RT distinguishes between explicatures, strong implicatures, weak implicatures, and symptomatic meaning, and thereby is able (a) to show when the responsibility for deriving interpretations of specific messages is primarily to be attributed to the communicator and when to the envisaged addressee/audience; (b) to account for diverging interpretations by different (groups of) individuals; (c) to help understand why and how miscommunication arises. The topic of symptomatic meaning – whether or not categorized as part of communication-in-the-narrow-sense – and how it can be distinguished from weakly implicated meaning, is one that deserves extensive further discussion.
RT does not replace or cannibalize other approaches to meaning-making. Indeed, on the one hand it can accommodate the best insights from other approaches (social semiotics, SFL, Conceptual Metaphor Theory, CDA, Blending Theory, rhetoric, stylistics, narratology …) On the other hand, it needs these very insights to put flesh on the bones of what is in the last resort no less, but also no more, than an excellent communication model.
One important consequence of accepting RT is that the recontextualization (reprinting, forwarding, re-X-ing …) of messages often seriously affects whether, and how, the intended meaning is understood by the audience, since often that audience is no longer the original “envisaged audience”. Clearly recontextualizing any of the varieties in Figure 1 by positioning it above the door to the toilets makes it misleading/wrong/false, while the same holds for repositioning the name in Figure 2 over another shop’s window. The weak implicatures derived from the cartoon in Figure 3 will undoubtedly differ when read by subscribers of a right-wing versus a left-wing publication, respectively. The Wizard of ID’s humour in Figure 4 is presumably general enough to be widely understandable in the same way, as transpires from the fact that by 2002 the strip appeared worldwide – but being familiar with Farah Fawcett is indispensable background knowledge. The fact that the ad in Figure 5 is typically accessed by people flying with Baltic Air favours its envisaged audience, although the ad is sufficiently context-independent to communicate its meaning to everybody who knows English. The audience of the unintentionally conveyed information in Figure 6 consisted originally of the participants of the Zoom meeting: by being recontextualized as part of a YouTube video consisting of blunders during Zoom meetings, the genre changes, and thereby the envisaged audience – and the cognitive reward shifts from “wow, how stupid/naïve/ridiculous our colleague is!” to “what a funny video this is!”

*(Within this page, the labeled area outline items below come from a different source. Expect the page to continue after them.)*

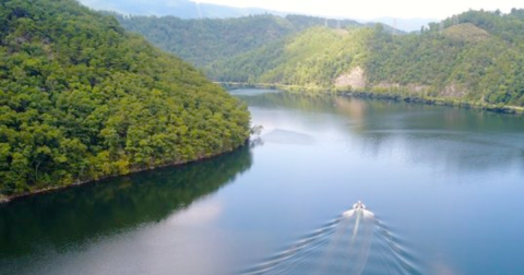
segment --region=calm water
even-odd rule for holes
[[[0,274],[524,274],[523,118],[231,93],[260,139],[0,206]]]

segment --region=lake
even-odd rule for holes
[[[524,118],[231,94],[243,148],[0,205],[0,274],[524,274]]]

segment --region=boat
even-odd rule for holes
[[[354,210],[366,210],[366,205],[364,205],[362,202],[358,201],[357,203],[355,203],[355,204],[353,205],[353,208],[354,208]]]

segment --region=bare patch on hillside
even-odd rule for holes
[[[349,73],[344,73],[335,79],[336,87],[352,87],[352,88],[365,88],[366,87],[366,73],[362,68],[355,67]]]
[[[489,38],[489,33],[472,23],[448,27],[442,32],[445,37],[464,41],[483,41]]]
[[[442,97],[450,97],[450,98],[462,98],[466,96],[466,89],[462,88],[460,85],[455,83],[451,83],[439,93]]]

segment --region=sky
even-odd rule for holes
[[[263,8],[274,11],[296,12],[330,17],[372,20],[445,19],[469,9],[500,11],[524,8],[523,0],[192,0],[239,8]]]

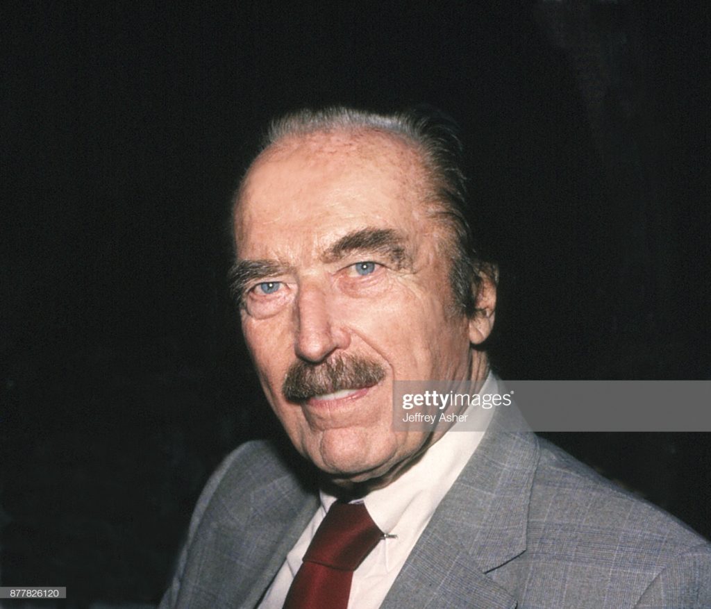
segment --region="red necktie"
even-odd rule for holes
[[[382,539],[363,504],[334,503],[304,555],[284,609],[346,609],[353,571]]]

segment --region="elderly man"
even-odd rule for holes
[[[393,425],[401,381],[479,381],[496,270],[458,143],[417,115],[278,121],[234,203],[234,287],[292,447],[208,483],[161,607],[711,607],[711,547],[493,415]]]

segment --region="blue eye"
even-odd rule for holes
[[[282,287],[280,281],[264,281],[257,285],[257,289],[262,294],[274,294]]]
[[[370,275],[375,270],[375,263],[358,263],[355,265],[356,272],[358,275]]]

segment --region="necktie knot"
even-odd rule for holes
[[[355,571],[383,539],[362,503],[331,505],[304,560],[341,571]]]
[[[353,571],[382,539],[363,504],[334,503],[304,555],[284,609],[346,609]]]

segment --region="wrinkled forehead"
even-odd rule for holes
[[[315,212],[319,194],[365,196],[369,188],[387,189],[383,206],[415,204],[431,190],[419,152],[396,134],[370,130],[287,137],[263,151],[242,180],[233,208],[235,238],[244,238],[240,233],[250,223],[245,221],[255,214]]]

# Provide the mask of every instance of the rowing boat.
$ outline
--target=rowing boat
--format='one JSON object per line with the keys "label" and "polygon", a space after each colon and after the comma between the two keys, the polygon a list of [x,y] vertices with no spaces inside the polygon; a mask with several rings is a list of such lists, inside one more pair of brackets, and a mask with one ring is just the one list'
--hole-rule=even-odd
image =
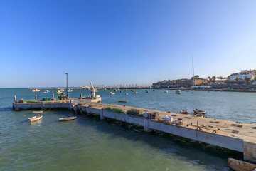
{"label": "rowing boat", "polygon": [[59,118],[60,121],[67,121],[70,120],[76,119],[76,116],[65,117]]}
{"label": "rowing boat", "polygon": [[32,123],[33,121],[41,120],[42,118],[43,118],[43,115],[38,115],[38,116],[33,116],[33,117],[29,118],[28,120]]}

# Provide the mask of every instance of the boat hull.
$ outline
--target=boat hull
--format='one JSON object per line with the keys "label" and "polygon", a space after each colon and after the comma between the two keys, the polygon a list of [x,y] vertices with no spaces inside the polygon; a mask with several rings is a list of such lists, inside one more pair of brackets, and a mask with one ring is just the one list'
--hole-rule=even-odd
{"label": "boat hull", "polygon": [[68,121],[76,119],[76,116],[71,116],[71,117],[65,117],[59,118],[59,121]]}
{"label": "boat hull", "polygon": [[38,120],[42,119],[43,115],[40,115],[40,116],[33,116],[31,118],[29,118],[28,120],[31,121],[31,123]]}

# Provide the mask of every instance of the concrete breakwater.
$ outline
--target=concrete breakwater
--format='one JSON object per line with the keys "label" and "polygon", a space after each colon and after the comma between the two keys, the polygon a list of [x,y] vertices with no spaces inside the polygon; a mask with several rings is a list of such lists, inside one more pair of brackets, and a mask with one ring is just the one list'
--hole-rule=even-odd
{"label": "concrete breakwater", "polygon": [[[159,130],[166,133],[203,142],[219,147],[243,152],[244,160],[256,163],[256,124],[238,123],[235,122],[213,118],[197,118],[194,116],[169,112],[157,111],[144,108],[136,108],[142,113],[156,113],[157,118],[146,118],[141,116],[115,113],[106,110],[107,108],[119,108],[127,112],[135,108],[102,104],[98,100],[73,98],[55,104],[54,102],[41,102],[34,104],[14,102],[16,110],[32,108],[50,108],[57,105],[61,108],[74,109],[78,113],[87,112],[100,116],[101,119],[111,118],[131,124],[142,126],[145,131]],[[51,105],[50,103],[52,103]],[[27,104],[26,104],[27,103]],[[164,121],[166,115],[171,115],[174,120],[182,122]]]}

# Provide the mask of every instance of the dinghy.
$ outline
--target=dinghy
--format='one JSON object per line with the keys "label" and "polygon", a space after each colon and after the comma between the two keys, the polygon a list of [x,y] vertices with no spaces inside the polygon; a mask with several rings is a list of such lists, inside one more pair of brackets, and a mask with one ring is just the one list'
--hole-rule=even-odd
{"label": "dinghy", "polygon": [[41,120],[42,118],[43,118],[43,115],[38,115],[38,116],[33,116],[33,117],[29,118],[28,120],[32,123],[33,121]]}
{"label": "dinghy", "polygon": [[67,121],[70,120],[76,119],[76,116],[70,116],[70,117],[65,117],[65,118],[59,118],[60,121]]}

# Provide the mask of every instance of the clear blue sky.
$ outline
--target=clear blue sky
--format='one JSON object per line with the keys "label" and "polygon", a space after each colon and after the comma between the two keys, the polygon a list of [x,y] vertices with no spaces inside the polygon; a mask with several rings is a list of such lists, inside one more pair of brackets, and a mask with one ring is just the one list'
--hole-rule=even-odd
{"label": "clear blue sky", "polygon": [[147,85],[256,69],[256,1],[0,1],[0,87]]}

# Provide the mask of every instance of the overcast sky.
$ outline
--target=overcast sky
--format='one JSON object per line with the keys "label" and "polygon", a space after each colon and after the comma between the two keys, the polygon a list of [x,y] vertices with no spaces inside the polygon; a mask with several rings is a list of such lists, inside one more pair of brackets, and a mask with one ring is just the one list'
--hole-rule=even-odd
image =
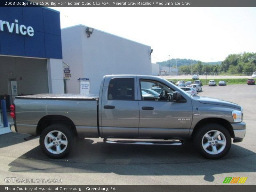
{"label": "overcast sky", "polygon": [[222,61],[256,52],[256,8],[52,7],[61,28],[79,24],[151,47],[153,63]]}

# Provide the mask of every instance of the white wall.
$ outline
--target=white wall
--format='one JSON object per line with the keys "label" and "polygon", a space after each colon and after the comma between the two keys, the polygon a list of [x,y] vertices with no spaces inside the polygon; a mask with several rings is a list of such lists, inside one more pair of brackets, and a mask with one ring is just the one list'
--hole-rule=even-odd
{"label": "white wall", "polygon": [[46,60],[0,56],[0,95],[10,94],[10,79],[16,80],[19,94],[48,92]]}
{"label": "white wall", "polygon": [[[152,75],[151,48],[94,29],[87,38],[86,27],[61,30],[63,61],[70,66],[67,92],[79,93],[79,78],[90,79],[90,93],[99,94],[107,75]],[[72,80],[71,80],[72,79]]]}
{"label": "white wall", "polygon": [[158,63],[152,63],[151,64],[151,69],[152,70],[152,75],[157,76],[160,75],[160,70],[159,69]]}
{"label": "white wall", "polygon": [[64,93],[62,60],[47,59],[49,92],[50,93]]}

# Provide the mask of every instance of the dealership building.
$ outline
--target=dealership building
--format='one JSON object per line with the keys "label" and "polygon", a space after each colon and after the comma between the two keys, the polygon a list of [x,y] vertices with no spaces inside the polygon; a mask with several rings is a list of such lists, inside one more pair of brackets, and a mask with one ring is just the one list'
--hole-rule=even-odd
{"label": "dealership building", "polygon": [[152,74],[149,46],[81,25],[61,33],[67,93],[98,94],[105,75]]}
{"label": "dealership building", "polygon": [[0,7],[0,99],[64,92],[60,12]]}
{"label": "dealership building", "polygon": [[151,75],[150,46],[79,25],[47,8],[0,7],[0,100],[99,93],[107,75]]}

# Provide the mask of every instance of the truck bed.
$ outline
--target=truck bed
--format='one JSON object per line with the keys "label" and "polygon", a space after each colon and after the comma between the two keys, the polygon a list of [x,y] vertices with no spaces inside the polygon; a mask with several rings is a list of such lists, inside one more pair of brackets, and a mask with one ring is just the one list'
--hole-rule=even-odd
{"label": "truck bed", "polygon": [[16,96],[16,98],[19,99],[50,99],[50,100],[96,100],[99,99],[99,95],[93,94],[51,94],[44,93],[36,95],[29,95]]}

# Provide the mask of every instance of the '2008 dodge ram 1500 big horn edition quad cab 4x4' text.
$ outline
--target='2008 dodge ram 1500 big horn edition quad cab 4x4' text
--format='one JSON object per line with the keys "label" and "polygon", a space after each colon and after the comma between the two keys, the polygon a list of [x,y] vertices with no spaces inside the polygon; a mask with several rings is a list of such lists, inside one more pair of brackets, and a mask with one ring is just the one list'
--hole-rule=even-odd
{"label": "'2008 dodge ram 1500 big horn edition quad cab 4x4' text", "polygon": [[[142,91],[153,87],[162,90],[158,97]],[[154,76],[106,76],[99,95],[18,96],[11,108],[12,131],[40,135],[43,152],[53,158],[68,155],[77,137],[101,137],[123,144],[179,145],[193,140],[203,156],[215,159],[228,152],[231,138],[241,142],[245,134],[240,106],[190,95]]]}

Clearly, developing RT into an inclusive theory of communication is still in its early stages. Further work requires analyses focusing on different media (e.g. film, games, digital platforms …), modes (at present the most often researched multimodality ensemble is, as in this paper, the combination of static visuals with short written texts), and genres (where the sky is the limit).
Acknowledgments
I am indebted to two anonymous reviewers for their insightful comments, many of which I have tried to accommodate. I thank Sabine Heinemann for editorial suggestions. Of course, I alone remain responsible for all contents and interpretations.